The legislature is considering re-drawing Congressional districts in a manner that seems sure to bring seven more Republicans to the House of Representatives. In protest of this move, 51 Texas Democrats left the legislature and moved to a Holiday Inn in Ardmore, Oklahoma. Their absence from the legislature chamber would deny the body the ability to pass any legislation by the end of session on June 2. A quorum of 100 is required to vote on measures in the 150-member group. In response, Texas Rangers and Texas Troopers were given orders to arrest the lawmakers for being in violation of the state constitution. That threat of arrest was removed on May 14, 2003, but as of May 16, 2003, the Democrats remain outside of Texas borders.

Molly Ivins
Molly Ivins is a nationally-syndicated political columnist, whose special focus is the foibles of both state and national government. Ivins is from Houston, Texas, graduated from Smith College in 1966, from Columbia University’s School of Journalism and studied for a year at the Institute of Political Sciences in Paris.

Her first newspaper job was as the Complaint Department of the HOUSTON CHRONICLE. She went on to the MINNEAPOLIS TRIBUNE and was the first woman police reporter in that city.

Ivins returned to Texas as co-editor of the TEXAS OBSERVER, a sprightly, muck-raking publication devoted to coverage of Texas politics and of social issues. In 1976, Ivins joined the NEW YORK TIMES, first as a political reporter in New York City and Albany. She was then named the TIMES' Rocky Mountain Bureau Chief, chiefly because there was no one else in the bureau.

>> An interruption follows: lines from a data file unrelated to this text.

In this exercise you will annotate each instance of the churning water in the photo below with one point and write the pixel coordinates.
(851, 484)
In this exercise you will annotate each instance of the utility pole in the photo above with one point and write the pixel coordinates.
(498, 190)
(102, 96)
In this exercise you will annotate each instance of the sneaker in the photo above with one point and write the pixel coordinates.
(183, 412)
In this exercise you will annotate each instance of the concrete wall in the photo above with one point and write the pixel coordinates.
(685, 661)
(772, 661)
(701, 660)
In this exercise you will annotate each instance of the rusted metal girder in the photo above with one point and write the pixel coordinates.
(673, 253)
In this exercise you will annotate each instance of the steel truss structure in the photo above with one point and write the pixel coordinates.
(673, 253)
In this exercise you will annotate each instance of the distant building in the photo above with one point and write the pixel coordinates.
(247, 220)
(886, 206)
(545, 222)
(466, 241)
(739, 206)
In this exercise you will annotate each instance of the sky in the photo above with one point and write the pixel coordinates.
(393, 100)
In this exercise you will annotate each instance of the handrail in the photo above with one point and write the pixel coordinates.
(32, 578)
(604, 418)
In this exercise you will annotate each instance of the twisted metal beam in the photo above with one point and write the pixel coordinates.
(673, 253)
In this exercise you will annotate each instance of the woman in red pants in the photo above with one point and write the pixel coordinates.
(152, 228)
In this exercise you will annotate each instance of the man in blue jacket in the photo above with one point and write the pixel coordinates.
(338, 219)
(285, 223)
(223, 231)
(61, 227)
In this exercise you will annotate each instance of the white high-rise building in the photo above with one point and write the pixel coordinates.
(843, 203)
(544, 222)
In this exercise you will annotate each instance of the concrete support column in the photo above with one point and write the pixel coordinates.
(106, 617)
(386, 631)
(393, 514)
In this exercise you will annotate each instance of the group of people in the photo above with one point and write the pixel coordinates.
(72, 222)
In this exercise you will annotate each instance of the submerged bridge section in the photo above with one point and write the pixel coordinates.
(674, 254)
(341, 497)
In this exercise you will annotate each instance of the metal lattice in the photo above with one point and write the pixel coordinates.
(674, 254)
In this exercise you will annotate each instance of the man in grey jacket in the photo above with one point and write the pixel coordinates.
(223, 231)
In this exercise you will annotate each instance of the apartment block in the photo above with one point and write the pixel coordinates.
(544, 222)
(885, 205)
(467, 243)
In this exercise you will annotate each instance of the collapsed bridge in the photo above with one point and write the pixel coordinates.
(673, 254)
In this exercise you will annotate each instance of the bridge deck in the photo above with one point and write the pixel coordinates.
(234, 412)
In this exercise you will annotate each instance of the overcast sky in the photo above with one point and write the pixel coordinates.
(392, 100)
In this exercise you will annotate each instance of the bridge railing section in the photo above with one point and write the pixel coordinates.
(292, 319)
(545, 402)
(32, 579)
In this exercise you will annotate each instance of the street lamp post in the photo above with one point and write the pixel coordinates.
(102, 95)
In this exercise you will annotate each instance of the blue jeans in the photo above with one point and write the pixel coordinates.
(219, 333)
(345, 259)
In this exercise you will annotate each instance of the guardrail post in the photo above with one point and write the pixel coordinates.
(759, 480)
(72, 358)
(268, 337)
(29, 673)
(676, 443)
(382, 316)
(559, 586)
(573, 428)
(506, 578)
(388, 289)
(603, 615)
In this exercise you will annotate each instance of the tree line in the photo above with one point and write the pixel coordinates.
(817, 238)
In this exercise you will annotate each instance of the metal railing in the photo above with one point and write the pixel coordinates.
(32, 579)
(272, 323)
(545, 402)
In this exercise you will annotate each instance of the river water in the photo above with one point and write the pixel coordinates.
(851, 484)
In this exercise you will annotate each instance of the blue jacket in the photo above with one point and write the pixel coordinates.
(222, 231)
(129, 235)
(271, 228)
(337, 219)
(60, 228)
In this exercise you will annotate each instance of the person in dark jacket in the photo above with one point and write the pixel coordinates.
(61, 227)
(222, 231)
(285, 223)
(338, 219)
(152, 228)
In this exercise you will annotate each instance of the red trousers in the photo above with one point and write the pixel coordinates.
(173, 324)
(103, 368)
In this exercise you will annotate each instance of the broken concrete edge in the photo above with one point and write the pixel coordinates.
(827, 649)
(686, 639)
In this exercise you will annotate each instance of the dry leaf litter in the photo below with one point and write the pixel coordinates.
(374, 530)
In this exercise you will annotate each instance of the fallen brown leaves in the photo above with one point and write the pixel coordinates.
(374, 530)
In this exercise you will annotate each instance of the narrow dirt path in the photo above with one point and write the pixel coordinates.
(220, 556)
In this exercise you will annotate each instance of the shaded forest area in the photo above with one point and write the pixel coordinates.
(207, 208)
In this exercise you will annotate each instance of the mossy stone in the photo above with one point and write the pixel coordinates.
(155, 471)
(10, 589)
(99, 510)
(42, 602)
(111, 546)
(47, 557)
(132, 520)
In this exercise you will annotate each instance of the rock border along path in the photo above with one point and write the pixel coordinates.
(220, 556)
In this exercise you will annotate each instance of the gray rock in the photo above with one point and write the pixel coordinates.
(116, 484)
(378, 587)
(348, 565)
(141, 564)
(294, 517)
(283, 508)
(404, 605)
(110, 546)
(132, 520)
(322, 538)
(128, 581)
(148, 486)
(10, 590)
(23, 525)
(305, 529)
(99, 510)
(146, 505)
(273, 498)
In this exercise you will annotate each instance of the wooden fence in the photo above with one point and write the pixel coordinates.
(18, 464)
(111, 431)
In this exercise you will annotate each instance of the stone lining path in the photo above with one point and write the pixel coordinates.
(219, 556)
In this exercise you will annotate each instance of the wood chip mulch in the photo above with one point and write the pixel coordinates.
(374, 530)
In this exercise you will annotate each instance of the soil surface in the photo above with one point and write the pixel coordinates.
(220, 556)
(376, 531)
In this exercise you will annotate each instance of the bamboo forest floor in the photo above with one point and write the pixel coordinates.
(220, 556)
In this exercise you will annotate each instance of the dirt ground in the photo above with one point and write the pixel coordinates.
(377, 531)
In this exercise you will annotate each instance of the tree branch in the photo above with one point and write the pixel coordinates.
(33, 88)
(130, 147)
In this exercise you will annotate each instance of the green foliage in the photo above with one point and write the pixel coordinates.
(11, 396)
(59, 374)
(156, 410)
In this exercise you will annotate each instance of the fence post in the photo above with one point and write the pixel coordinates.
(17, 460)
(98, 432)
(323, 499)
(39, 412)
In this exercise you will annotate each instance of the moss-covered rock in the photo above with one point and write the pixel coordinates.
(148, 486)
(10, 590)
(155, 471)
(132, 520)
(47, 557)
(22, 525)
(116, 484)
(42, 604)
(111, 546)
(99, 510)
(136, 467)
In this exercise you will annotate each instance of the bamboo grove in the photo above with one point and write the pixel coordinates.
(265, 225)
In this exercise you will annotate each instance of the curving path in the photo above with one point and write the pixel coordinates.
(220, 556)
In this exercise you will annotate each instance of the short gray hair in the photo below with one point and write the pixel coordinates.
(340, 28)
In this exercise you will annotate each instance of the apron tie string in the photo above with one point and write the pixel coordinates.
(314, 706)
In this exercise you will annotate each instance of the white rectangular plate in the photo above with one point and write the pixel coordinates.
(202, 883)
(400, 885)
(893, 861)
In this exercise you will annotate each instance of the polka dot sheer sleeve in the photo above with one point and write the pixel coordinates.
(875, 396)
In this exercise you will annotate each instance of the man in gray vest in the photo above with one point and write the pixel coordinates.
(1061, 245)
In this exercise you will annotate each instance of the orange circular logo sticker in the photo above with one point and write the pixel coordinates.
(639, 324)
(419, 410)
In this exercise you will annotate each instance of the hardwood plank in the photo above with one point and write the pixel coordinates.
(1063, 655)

In 1982, she returned to Texas as a columnist for the late DALLAS TIMES-HERALD, after its much-lamented demise, she spent the next nine years with the FORT WORTH STAR-TELEGRAM. She became an independent journalist in 2001 and also in that year won the William Allen White Award from the University of Kansas, the Smith Medal from Smith College and was elected to the National Academy of Arts and Sciences. She was the 2003 recipient of the Ivan Allen, Jr. Prize for Progress and Service.

Her freelance work has appeared in ESQUIRE, HARPER’S, ATLANTIC, THE NATION, THE PROGRESSIVE, TV GUIDE, and many others. She is also known for her essays on the NEWSHOUR WITH JIM LEHRER and National Public Radio, as well as four best-selling books, the most recent being, SHRUB; THE SHORT BUT HAPPY POLITICAL LIFE OF GEORGE W. BUSH. Ivins has known President Bush since both were in high school.